Peut-être que mr le duc de Praslin parle quelquefois avec mr le duc de Choiseul des tracesseries genevoises. En ce cas, je le supplie de vouloir bien me recommander, ou me faire recommander à mr le chevalier de Beautteville. J'attends cette grâce de vous mes divins anges; car non seulement, plusieurs morceaux de mes petites terres sont enclavés dans le petit territoire de la parvulissime république, mais j'ai tous les jours de petits droits à discuter avec elle; car vous noterez qu'elle n'a guère plus de terrain en France que j'en ai. Chose étonnante que la liberté! Il y a vingt villes en France beaucoup plus peuplées que Genêve. Qu'il y ait un peu de dissension dans une de ces vingt villes on envoie des archers. Qu'il y ait une petite discussion à Genêve, on y envoie des ambassadeurs!

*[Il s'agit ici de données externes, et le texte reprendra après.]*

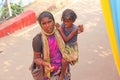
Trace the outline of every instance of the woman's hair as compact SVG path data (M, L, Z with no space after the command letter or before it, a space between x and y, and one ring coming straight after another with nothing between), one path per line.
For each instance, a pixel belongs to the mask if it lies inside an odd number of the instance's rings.
M41 25L42 18L45 18L45 17L48 17L49 19L52 19L55 22L54 17L53 17L53 15L50 12L43 11L42 13L40 13L40 15L37 18L37 20L38 20L40 25Z
M77 18L77 15L73 10L66 9L63 11L61 20L63 21L64 19L69 19L74 22L76 18Z

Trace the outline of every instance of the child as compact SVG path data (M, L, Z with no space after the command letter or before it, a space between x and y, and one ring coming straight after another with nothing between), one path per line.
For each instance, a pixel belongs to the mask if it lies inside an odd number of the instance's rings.
M48 11L43 11L38 17L38 22L41 33L33 38L34 63L36 66L44 67L44 80L70 80L69 66L66 67L67 72L62 72L63 69L61 69L61 66L65 64L62 61L64 52L61 50L64 41L54 27L53 15Z
M61 20L63 21L62 25L60 26L57 23L56 27L61 33L66 45L69 45L70 47L73 47L73 49L78 51L77 36L79 33L83 32L83 25L79 25L77 27L75 24L73 24L76 18L77 18L77 15L73 10L66 9L63 11L63 14L62 14L62 18L61 18ZM65 62L65 60L63 61ZM66 64L62 66L64 70L63 72L65 72Z

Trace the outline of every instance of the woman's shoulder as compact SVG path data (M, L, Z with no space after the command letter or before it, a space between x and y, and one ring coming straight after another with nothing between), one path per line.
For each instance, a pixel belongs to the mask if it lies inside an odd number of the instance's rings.
M41 34L38 33L33 37L33 41L40 41L41 40Z

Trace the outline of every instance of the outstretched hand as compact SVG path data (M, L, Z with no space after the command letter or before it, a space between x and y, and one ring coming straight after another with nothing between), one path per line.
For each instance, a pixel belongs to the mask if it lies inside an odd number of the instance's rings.
M45 67L48 71L50 71L50 72L52 72L53 69L54 69L54 66L51 66L51 64L48 63L48 62L44 62L43 65L44 65L44 67Z

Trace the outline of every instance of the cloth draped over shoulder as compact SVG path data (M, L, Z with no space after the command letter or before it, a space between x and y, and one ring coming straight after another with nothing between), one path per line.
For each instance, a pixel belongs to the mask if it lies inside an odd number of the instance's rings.
M46 33L43 29L41 29L41 34L42 34L42 41L43 41L43 53L44 53L44 61L50 63L50 52L49 52L49 46L48 46L48 41L47 41L47 36L49 35L55 35L55 38L57 40L57 44L59 47L59 50L62 54L63 59L65 59L68 62L73 62L76 63L78 61L78 52L74 50L74 48L69 47L68 45L65 45L60 33L54 27L54 30L51 33ZM50 71L45 69L45 77L50 78Z

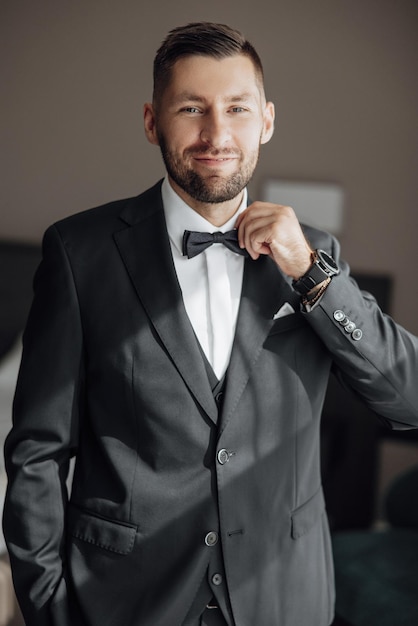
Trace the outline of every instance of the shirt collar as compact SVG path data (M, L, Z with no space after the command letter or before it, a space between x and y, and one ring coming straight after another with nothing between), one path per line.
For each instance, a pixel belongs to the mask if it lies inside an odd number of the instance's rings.
M238 215L247 207L247 189L244 189L242 202L238 207L238 211L231 217L228 222L220 227L216 227L208 222L204 217L199 215L192 209L180 196L174 191L169 183L168 177L164 178L161 195L164 205L165 219L167 223L168 236L171 243L177 248L180 254L183 254L183 234L185 230L197 230L200 232L214 231L226 232L234 228L234 224Z

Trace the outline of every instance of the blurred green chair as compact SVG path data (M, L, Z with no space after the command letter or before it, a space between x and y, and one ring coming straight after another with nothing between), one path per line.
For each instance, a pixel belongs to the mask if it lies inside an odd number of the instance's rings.
M333 534L336 612L352 626L418 626L418 466L385 497L384 530Z

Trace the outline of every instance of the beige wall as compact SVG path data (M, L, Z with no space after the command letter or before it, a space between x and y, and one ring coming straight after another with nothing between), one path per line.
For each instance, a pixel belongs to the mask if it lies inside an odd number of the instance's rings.
M270 176L341 184L345 258L393 274L394 314L418 332L416 0L3 0L0 238L39 241L160 177L142 131L153 55L201 19L242 29L264 60L278 123L253 197Z

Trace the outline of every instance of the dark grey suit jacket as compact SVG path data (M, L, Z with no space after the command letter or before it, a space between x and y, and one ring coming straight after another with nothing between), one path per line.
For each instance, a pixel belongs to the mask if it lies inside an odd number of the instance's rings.
M329 235L306 234L339 260ZM331 365L392 425L418 425L417 339L340 264L306 314L270 258L245 261L218 419L160 184L47 231L5 448L4 530L27 626L181 626L210 531L237 626L328 626L319 420ZM286 302L295 313L275 319Z

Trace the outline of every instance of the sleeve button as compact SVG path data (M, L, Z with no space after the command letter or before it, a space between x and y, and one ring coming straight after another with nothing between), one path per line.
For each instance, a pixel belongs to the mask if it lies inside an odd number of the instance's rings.
M215 531L211 531L210 533L208 533L205 537L205 544L209 547L212 546L216 546L216 544L218 543L218 533L215 533Z
M354 339L354 341L360 341L360 339L363 337L363 331L360 330L360 328L356 328L351 333L351 336Z

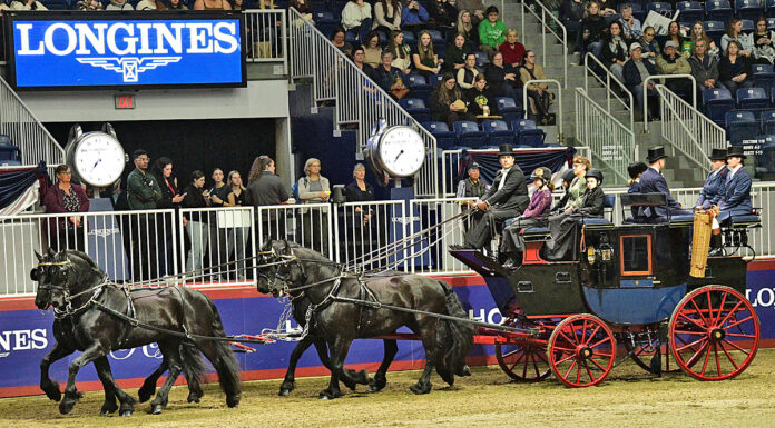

Vous ferez mes anges une très belle et bonne action, non seulement de faire recommander mes petits intérêts à mr de Beautteville, mais surtout de l'engager à garder pour lui ce droit négatif dont nous avons tant parlé. C'est une manière si naturelle et si honnête d'être maître de Genêve sans le paraître; ce tempérament est si convenable; il sera si utile de disposer de Genêve dans les guerres qu'on peut avoir en Italie qu'il ne faut pas assurément manquer cette précaution. Vous y êtes même intéressé comme Parmesan, vous êtes puissance d'Italie. Henri 4 vous a ôté le marquisat de Saluce que vous auriez bien par la suite perdu sans lui; ne manquez pas l'occasion de vous assurer un jour de Genêve. La Corse dont vous vous êtes mêlés vous était bien moins nécessaire. Il me semble que mr le duc de Praslin approuvait cette idée, il la fera goûter sans doute à mr le duc de Choiseul. C'est une négociation dont il faut que vous ayez tout l'honneur; la maison de Parme en aura peut-être un jour tout l'avantage.
L'encyclopédie me paraît un peu vexée à Paris; je crois que c'est une sage précaution du ministère qui ne veut pas donner de prise à mrs du clergé. Il y a dans ce livre d'excellents articles qu'il serait bien triste de perdre. L'ouvrage est en général un coup de massue porté au fanatisme. L'ex-jésuite lui porte quelquefois des coups de stylet; il faut attaquer ce monstre de tous les côtés et avec toutes les armes. Ne craignons point de répéter ce qu'il est nécessaire de savoir; il y a des choses qu'il faut river dans la tête des hommes à coups redoublés. Je ne m'en mêle pas, comme vous le croyez bien; mais j'apprends avec une grande consolation que plusieurs avocats travaillent à ce procès; vous n'en serez pas fâché, vous qui êtes au rang des meilleurs juges.
Je me mets au bout de vos ailes avec mon culte ordinaire.